Whatever else Mike Hopkins picked up after over 20 years under Jim Boeheim, the man learned how to play a zone.
The former Syracuse coach-in-waiting guided Washington to executing the zone defense to stifle, discombobulate and generally flummox second-ranked and heretofore undefeated Kansas in a 74-65 win over the Jayhawks in Kansas City.
It really was an impressive sight to see Washington’s rather bold gameplan be played to near perfection and for Kansas to seem so utterly unable to deal with a zone that was giving them free reign inside but chasing them off the 3-point arc.
The Jayhawks’ flagrant weakness right now with Billy Preston sidelined and Silvio De Sousa not yet in Lawrence is the interior play. Udoka Azubuike is a legit five-man, but in the old-school mode that needs a dynamic passer or floor-spacer next to him in the frontcourt.
Against the Huskies’ zone, it was 6-foot-5 LaGerald Vick manning the high post.
It was a relatively high-risk play by Hopkins and Washington as Vick has playmaking ability and heaps of athleticism. It worked for Washington, though, because Vick looked completely uncomfortable having the offense run through him in the middle of the zone more often than not.
Vick scored 28 points, but needed volume to get there, going 12 of 23 from the floor. He posted seven assists, but had four turnovers. Those are good-to-very good numbers, but only when their devoid of context. Washington was begging Vick to tear them apart. They were giving him space and opportunity to put up monster numbers. The Huskies essentially played a shift – playing the percentages that Vick wouldn’t be able to beat them.

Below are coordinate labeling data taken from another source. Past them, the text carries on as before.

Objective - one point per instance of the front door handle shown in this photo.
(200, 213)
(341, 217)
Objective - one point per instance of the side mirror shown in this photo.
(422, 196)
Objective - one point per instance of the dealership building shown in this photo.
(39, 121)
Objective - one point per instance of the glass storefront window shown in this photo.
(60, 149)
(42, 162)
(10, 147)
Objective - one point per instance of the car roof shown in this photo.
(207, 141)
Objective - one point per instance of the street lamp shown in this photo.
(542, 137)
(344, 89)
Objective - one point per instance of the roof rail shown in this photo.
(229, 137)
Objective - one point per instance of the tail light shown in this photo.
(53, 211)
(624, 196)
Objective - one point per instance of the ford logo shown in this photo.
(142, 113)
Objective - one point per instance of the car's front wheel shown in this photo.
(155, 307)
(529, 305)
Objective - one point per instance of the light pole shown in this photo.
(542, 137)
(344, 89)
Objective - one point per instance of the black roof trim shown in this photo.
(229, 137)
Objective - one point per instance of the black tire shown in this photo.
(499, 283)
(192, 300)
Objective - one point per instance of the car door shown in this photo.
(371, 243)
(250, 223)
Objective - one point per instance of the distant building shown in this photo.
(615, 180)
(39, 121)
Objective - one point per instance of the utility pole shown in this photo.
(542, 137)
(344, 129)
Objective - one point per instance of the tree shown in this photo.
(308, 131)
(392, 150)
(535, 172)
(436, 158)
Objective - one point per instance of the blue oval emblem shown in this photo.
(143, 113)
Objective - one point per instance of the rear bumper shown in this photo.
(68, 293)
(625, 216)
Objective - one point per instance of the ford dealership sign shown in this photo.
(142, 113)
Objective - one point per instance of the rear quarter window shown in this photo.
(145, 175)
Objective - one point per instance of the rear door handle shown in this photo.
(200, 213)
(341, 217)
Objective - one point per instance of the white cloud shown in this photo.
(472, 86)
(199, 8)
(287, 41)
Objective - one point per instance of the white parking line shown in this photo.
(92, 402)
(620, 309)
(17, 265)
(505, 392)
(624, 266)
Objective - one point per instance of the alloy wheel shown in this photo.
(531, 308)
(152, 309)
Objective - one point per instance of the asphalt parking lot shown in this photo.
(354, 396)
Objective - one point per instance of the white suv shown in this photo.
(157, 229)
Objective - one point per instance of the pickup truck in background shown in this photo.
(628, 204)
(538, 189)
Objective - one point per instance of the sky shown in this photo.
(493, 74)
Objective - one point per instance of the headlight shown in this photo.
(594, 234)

He proved them right in a way that the Kansas City Star’s Jesse Newell put perfectly:
Vick was able to get his, but only to a level that Washington was comfortable with in their gameplan. They bet he couldn’t go completely wild, and that wager proved correct.
Washington’s decision-making was no doubt based largely not only on Kansas’ lack of a big man who could carve them up comfortable in a high-low game against the zone, but because the Huskies had to keep Kansas’ shooters in check. The Jayhawks came into the night ninth in the country shooting 43.5 percent from 3-point range. Devonte Graham, VIck, Malik Newman and Svi Mykhailiuk all shoot better than 40 percent from distance on the year.

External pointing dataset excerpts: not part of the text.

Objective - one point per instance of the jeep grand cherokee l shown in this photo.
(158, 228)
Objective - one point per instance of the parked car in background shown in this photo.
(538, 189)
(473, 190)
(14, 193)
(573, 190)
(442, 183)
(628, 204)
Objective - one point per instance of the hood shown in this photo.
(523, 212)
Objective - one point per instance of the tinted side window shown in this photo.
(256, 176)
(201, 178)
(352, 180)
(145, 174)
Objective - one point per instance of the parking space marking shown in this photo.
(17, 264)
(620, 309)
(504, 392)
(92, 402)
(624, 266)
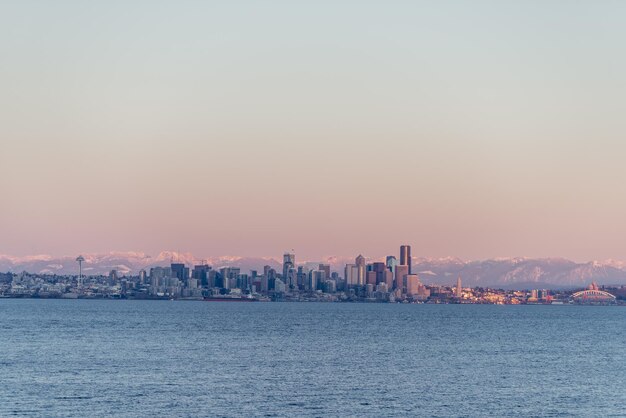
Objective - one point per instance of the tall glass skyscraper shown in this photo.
(405, 256)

Against Washington, the Jayhawks made just 5 of 20 (25 percent) from 3-point range.
It was jarring to see how frequently Kansas just looked unable to solve the zone when Washington had already given them the answer with the way they essentially allowed Vick space to operate. The Jayhawks just couldn’t crack it consistently enough. That’s the brilliance of the move, too though, as forcing the Jayhawks to play through Vick means they weren’t playing through Graham. The preseason All-American took only eight shots and made just one in 40 minutes.

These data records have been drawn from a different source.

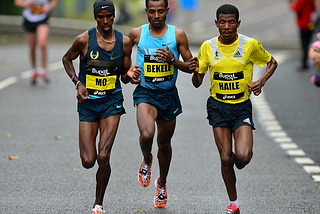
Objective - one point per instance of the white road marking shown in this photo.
(9, 81)
(274, 129)
(27, 74)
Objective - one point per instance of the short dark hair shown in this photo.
(165, 2)
(228, 9)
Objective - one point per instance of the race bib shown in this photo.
(156, 70)
(37, 8)
(229, 86)
(100, 82)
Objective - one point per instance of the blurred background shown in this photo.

It may not be a blueprint other programs will be able to totally replicate to bottle up Kansas, but it certainly gives them something to think about. It also makes Preston’s return or De Sousa’s arrival that much more pressing. Putting some size in the center of that zone would change the math on how teams could employ it.
Kansas’ weakness this season was clearly its roster construction. Washington was just the first team that was able to fully exploit the vulnerability.